Intra/Inter Class Variation Plots

This is a histogram that plots two series. The first series is the intra-class variation, and the second is the inter-class variation. The plot has the Euclidean distance on the \(x\)-axis and the probability density on the \(y\)-axis. As we have the probability density, it is normalized. The distances are computed between all points.

In the image, the taller series shows that within the same class, there is little variation in the distance. The second, more spread out series on the diagram gives the distance between different classes, and the further to the right that is, the better separation there is between different subjects.

Where there is overlap between the two series, then we have confusion, and the performance of the classifier is reduced. This is called the confusion region. Therefore, this plot is good to use to see what the performance of our classifier is likely to be.

When classifying, everything that is in the blue-red area would be a false positive because it would have been incorrectly accepted by the blue.

The true positive is put in the \(y\)-axis and the false positive is put in the \(x\)-axis, then we define a threshold, which we change and gradually increase. We can choose where to put the threshold, such that anything on the left of it would be true positive, and we can tune to a false positive rate. If we place the threshold at a point where inter-class variation is zero in terms of the density, then our false positive rate will be almost nothing. On the other hand, there is still quite a lot of the histogram for the intra-class variation which would then fall on the wrong side of the threshold and would thus be classed as false-negative.

Increasing the threshold increases the true positive rate, but also increases the false positive rate. The plot for this therefore becomes:

In summary, a high threshold ensures a low false positive, a medium threshold strikes a balance between true positive and false positives, and a low threshold increases both the true positive and false positive rates.

ROC Curves

A ROC curve, or a receiver operator curve is used not only to show the performance of the classifier, but gives information on the feature extraction and the dataset itself.

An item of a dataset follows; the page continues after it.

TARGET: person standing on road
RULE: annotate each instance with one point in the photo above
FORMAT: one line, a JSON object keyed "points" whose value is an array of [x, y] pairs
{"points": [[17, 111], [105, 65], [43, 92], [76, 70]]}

A ROC curve plots the false positives rate (\(x\)-axis) against the true positives rate (\(y\)-axis). The ROC curve for random data will span a line from \((0,0)\) to \((100,100)\). As performance increases, the curves will begin to approach the top left corner.

The problem with the methods so far is that there is a dependency of accuracy on the threshold. We can therefore say that the accuracy increases or decreases as we move the threshold. A better way to show the 'accuracy' or performance is to take the area under the ROC curve, as this does not vary with the threshold. ROC curves show the error of the system, instead of the accuracy.


FRR is the false reject rate, or false negative; and FAR is the false accept rate, or false positive. These are used to quantify error instead of accuracy.

Choosing a high threshold means that we have a high FRR, and a very low FAR. As the threshold decreases, the FRR decreases and the FAR increases, giving roughly equal error. Towards the other end of the threshold, where we have a low threshold, then we have a low false reject rate. Where the curve is in the middle, we call it the equal error rate.